別に1961年に、松竹でも製作されていたそうだが、それほど話題になってはいなかった。
だが、大映テレビの丸井太郎主演作で大ヒットになり、主題歌を歌っていた谷啓の主演で映画化されたもの。
これを見ると、いかに映画は適役が重要かが分かる。
と言うのも、松竹では主人公の「色は黒いし、頭も悪いし、金もない」戸田切人を杉浦直樹が、岡山の若殿様を津川雅彦が演じたそうだが、杉浦直樹の下層のブ男はミス・キャストだったろう。
事実、テレビと東映版では、戸田切人は、丸井太郎と谷啓で、若様は杉浦直樹が演じている。
なお、若様と相思相愛だが結ばれない、戸田切人が憧れ、庇護するマドンナは、テレビでは久我美子、東映では佐久間良子だが、松竹では牧紀子が演じたとのこと。
貧困で下層の男が、知恵と度胸で成功し出世すると言うのは、加東大介が主演し大ヒットした『大番』もそうで、戦後の日本の高度経済成長に相応しい物語だった。
この映画では、主人公はマドンナとは結ばれないが、下層の男が金儲けをして、上流階級の女性と結婚すると言うのは、戦後の日本の社会では、国際興行の社長だった小佐野賢治や西武鉄道の社長提康次郎などいくらでもあった。
そして、この野卑で無教養な男と、高貴なマドンナという関係の決定版『男はつらいよ』が、1970年の代初頭に現れるのは、日本が丁度高度経済成長が終わるときだったのは、まことに象徴的である。
事実、『男はつらいよ』では、主人公渥美清の車寅次郎は、出世とはほとんど無関係で、日本の下流社会を移動している。
今回上映されたのは第一部のみで、岡山から上京してきた主人公の戸田切人が、陸軍に羊羹を納入することにできて大成功するが、徴兵され出征するところまで。
第二部は、戦後社会での主人公の成功や世相の混乱が描かれたのだろう。
谷啓は、当時人気絶頂で、彼は本来知的で極めてシャイな人間で、「図々しい奴」とは全くの正反対のタイプだが、脚本の面白さもあり、よく演じている。

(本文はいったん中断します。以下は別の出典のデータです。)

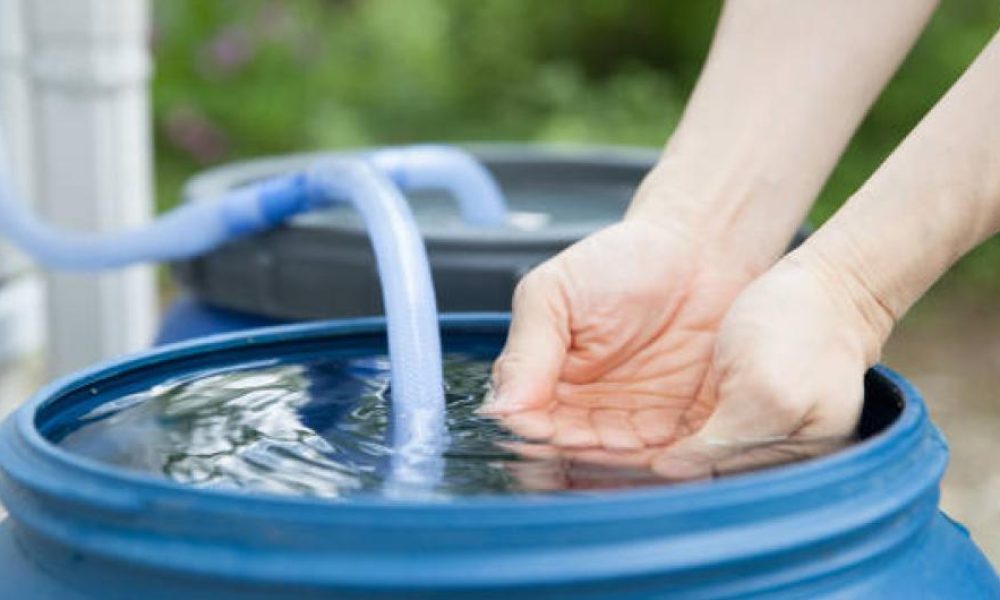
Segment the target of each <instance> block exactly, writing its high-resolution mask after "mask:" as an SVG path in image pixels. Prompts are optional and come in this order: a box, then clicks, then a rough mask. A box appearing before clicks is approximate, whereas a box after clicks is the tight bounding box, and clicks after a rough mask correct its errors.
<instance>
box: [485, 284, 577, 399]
mask: <svg viewBox="0 0 1000 600" xmlns="http://www.w3.org/2000/svg"><path fill="white" fill-rule="evenodd" d="M565 298H566V295H565V294H564V293H563V290H562V289H561V288H560V283H559V281H558V278H557V276H555V275H553V274H552V272H551V271H549V270H546V269H545V267H542V268H541V269H536V270H535V271H533V272H531V273H529V274H528V275H527V276H525V277H524V279H522V280H521V283H520V284H519V285H518V286H517V291H516V292H515V294H514V305H513V315H512V320H511V325H510V332H509V333H508V334H507V344H506V346H505V347H504V350H503V352H502V353H501V354H500V357H499V358H497V360H496V362H495V363H494V365H493V388H492V390H491V394H490V397H489V398H488V400H487V402H486V403H485V404H484V405H483V408H482V410H483V411H484V412H487V413H495V414H505V413H512V412H520V411H524V410H530V409H533V408H538V407H540V406H543V405H544V404H545V403H547V402H548V401H549V400H550V399H551V398H552V394H553V392H554V390H555V386H556V383H557V382H558V381H559V375H560V373H561V372H562V366H563V361H564V359H565V357H566V351H567V348H568V347H569V343H570V339H569V338H570V334H569V307H568V306H567V305H566V302H565Z"/></svg>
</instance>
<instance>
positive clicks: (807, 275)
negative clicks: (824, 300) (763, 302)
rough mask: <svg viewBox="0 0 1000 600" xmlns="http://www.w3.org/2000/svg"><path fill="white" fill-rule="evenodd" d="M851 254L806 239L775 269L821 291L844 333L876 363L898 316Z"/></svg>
mask: <svg viewBox="0 0 1000 600" xmlns="http://www.w3.org/2000/svg"><path fill="white" fill-rule="evenodd" d="M856 256H857V255H852V254H850V253H838V254H833V253H831V252H829V251H828V249H827V248H825V247H824V246H823V245H822V244H821V243H814V241H813V240H810V241H807V242H806V243H805V244H803V245H802V246H801V247H800V248H798V249H797V250H795V251H794V252H792V253H791V254H789V255H787V256H785V257H784V258H782V259H781V260H780V261H779V262H778V264H777V265H775V267H774V269H775V270H776V271H784V272H786V273H788V274H789V276H790V277H792V278H798V280H799V281H801V282H803V283H802V284H803V285H813V286H817V287H818V288H820V289H821V290H822V293H823V295H824V296H825V298H826V300H827V302H828V303H829V305H830V307H831V309H832V310H833V311H834V312H835V314H836V316H837V318H838V320H839V322H841V323H842V324H843V329H844V333H845V334H846V335H847V336H848V337H851V338H853V339H854V340H856V342H857V343H858V344H859V345H860V348H861V352H862V353H863V355H864V357H865V360H866V361H867V364H868V366H871V365H873V364H875V363H876V362H878V359H879V356H880V354H881V351H882V347H883V345H884V344H885V342H886V340H888V338H889V335H890V334H891V333H892V329H893V327H894V326H895V324H896V321H897V319H898V317H899V315H900V312H899V311H898V310H897V309H895V308H894V304H893V303H892V302H890V301H889V300H888V299H887V298H886V297H884V295H883V294H882V293H881V292H880V291H879V289H880V288H879V286H878V285H877V283H876V282H875V281H873V280H872V274H871V273H869V272H865V271H864V270H863V269H859V268H857V266H856V265H855V264H854V262H853V259H854V258H855V257H856Z"/></svg>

こういう娯楽映画は、ほとんど評価されないが、監督の瀬川昌治の手腕は大したものだと思う。
フィルムセンター
コメント
『図々しい奴』
テレビの「図々しい奴」が大ヒットしたために、東映でリメイクされたものですね。瀬川昌治は松竹と東映で「喜劇」シリーズを撮っていて、その手腕は評価できるでしょう。しかしながら、この東映版で脚本をやっている下飯坂菊馬は、私は全く評価しません。テレビのシリーズもこの人がやっていたら駄作ではずれたでしょう。新藤兼人とともに私の嫌いなライターで、両者は同じ穴の狢だと看做しています。